= Gary Sheffield (historian) =

English academic

Gary D. Sheffield is an English academic and military historian. He publishes on the conduct of British Army operations in World War I, and contributes to print and broadcast media on the subject.

==Career==

Sheffield is a proponent of the "revisionist school" of thought with regard to the conduct of military operations on the Western Front by the British Army during the First World War.

In 2001 he published a First World War revisionist book, Forgotten Victory: The First World War, Myths & Realities. The British literary academic Frank McLynn, in a book review in The Independent, said Sheffield was a " single-minded Right-wing ideologist" who had "tied himself in illogical knots" to "rescue (Douglas) Haig from the justifiable charge of being an incompetent butcher" and "launder" his reputation in an "eccentric and cocksure work" that was "an insult to the memory of the soldiers who had died in droves under his command on the Western Front." In a book review in The Guardian, historian David Horspool says Sheffield "sets out the arguments for an interpretation not exclusively based on the war poets, Alan Clark and Blackadder" in his compassionate, clearly argued book". David Filsell, reviewing it for the Western Front Association in 2002, said "That it has been a great publishing success - with a paperback edition imminent - should be cause for particular pleasure for all that have taken study beyond the bigoted blatherings of the Butchers and Bunglers nursery school", and says that it is "amongst the most important books to have been published on the Great War for some years. Whether it will change public opinion is another matter, but when (in the distant future) the ruler of history - and not weight of emotion - measures the Great War, I feel sure that Gary Sheffield's views will be firmly amongst those which predominate".

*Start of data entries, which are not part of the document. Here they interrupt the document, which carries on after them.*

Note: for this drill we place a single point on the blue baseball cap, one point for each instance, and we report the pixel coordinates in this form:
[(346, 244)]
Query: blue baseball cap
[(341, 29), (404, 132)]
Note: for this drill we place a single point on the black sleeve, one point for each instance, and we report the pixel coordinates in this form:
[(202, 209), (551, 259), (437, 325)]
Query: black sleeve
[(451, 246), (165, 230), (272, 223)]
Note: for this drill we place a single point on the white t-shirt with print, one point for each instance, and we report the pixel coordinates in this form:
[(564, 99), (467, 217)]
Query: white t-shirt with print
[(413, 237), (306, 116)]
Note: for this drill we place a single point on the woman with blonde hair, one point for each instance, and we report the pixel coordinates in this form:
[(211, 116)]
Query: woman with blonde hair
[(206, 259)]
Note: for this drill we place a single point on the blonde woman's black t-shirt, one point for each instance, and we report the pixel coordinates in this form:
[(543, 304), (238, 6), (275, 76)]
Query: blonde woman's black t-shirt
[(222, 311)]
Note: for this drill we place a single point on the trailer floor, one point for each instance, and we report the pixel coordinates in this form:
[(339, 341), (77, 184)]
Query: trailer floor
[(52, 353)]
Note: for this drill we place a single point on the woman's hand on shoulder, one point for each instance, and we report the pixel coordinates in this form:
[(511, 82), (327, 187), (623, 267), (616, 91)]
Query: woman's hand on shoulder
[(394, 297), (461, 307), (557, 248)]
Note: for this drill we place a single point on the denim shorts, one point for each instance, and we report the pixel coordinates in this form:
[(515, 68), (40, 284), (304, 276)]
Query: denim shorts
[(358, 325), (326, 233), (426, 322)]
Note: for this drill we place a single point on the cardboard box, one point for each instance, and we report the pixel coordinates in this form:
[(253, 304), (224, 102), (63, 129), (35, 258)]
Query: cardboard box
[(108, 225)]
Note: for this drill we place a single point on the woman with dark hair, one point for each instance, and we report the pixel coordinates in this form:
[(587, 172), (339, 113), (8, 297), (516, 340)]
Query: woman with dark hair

In 2011 he published his second book on Field Marshal the Earl Douglas Haig, The Chief: Douglas Haig and the British Army (Aurum Press, 2011). Reviewing the book in The Daily Telegraph the historian Nigel Jones commented on its 'solid scholarship and admirable advocacy', yet added that (with reference to Sheffield's thesis that the extremely high casualties of the British Army can be partly explained by Haig's understandable lack of experience in such matters in the years 1914 to 1917): 'the nagging thought remains: what a terrible shame it was that Haig's progress along his learning curve had to be greased by such deep floods of blood.'

In 2013 he was appointed professor of War Studies at the University of Wolverhampton. Sheffield is a member of the Advisory Board of the Journal of the Royal United Service Institution, Visiting Professor at the Humanities Research Institute of the University of Buckingham, member of the academic Advisory Panel of the National Army Museum and a member of the Academic Advisory Board of the Soldiers of Oxfordshire Trust. He became the Honorary President of The Western Front Association in 2019.

==Honors ==
- Named a Society for Army Historical Research Fellow, 2023

==Publications==
- The Redcaps: History of the Royal Military Police and Its Antecedents from the Middle Ages to the Gulf War (Brassey's, 1994) ISBN 978-1-85753-029-2
- Ed., Leadership and Command: The Anglo-American Military Experience Since 1861 (Brassey's, 1996; New Edition, 2002)
- Leadership in the Trenches: Officer-Man Relations, Morale and Discipline in the British Army in the era of the First World War (Macmillan, 2000)
- Forgotten Victory: The First World War - Myths and Realities (Headline, 2001; Review, 2002)
- Ed. with D. Todman, Command and Control on the Western Front: The British Army's Experience, 1914–19 (Spellmount, 2004) ISBN 978-1-86227-083-1
- The Somme: A New History (Cassell Military Paperbacks, 2004)
- Ed. with J. Bourne, Douglas Haig: War Diaries and Letters 1914–1918 (Weidenfeld & Nicolson, 2005; Phoenix, 2006)
- Ed., War on the Western Front: In the Trenches of World War I (Osprey, 2007)
- Imperial War Museum's 1914–1918 The Western Front Experience (Carlton Books, 2008)
- The War Studies Reader: From the Seventeenth century to the Present Day & Beyond (Continuum, 2010)
- The Chief: Douglas Haig and the British Army (Aurum Press, 2011. ISBN 978-1845136918).
- Ed. with Peter W. Gray, Changing War (Continuum, 2013)
- Sheffield, Gary (2013). "The First World War in 100 Objects"
- Command and Morale: The British Army on the Western Front 1914–18 (Praetorian Press, 2014).
- A Short History of the First World War (Oneworld Publications, 2014).
- Douglas Haig: From Somme to Victory (Aurum Press, 2016).
- Wellington (Pocket Giants series) (The History Press, 2017).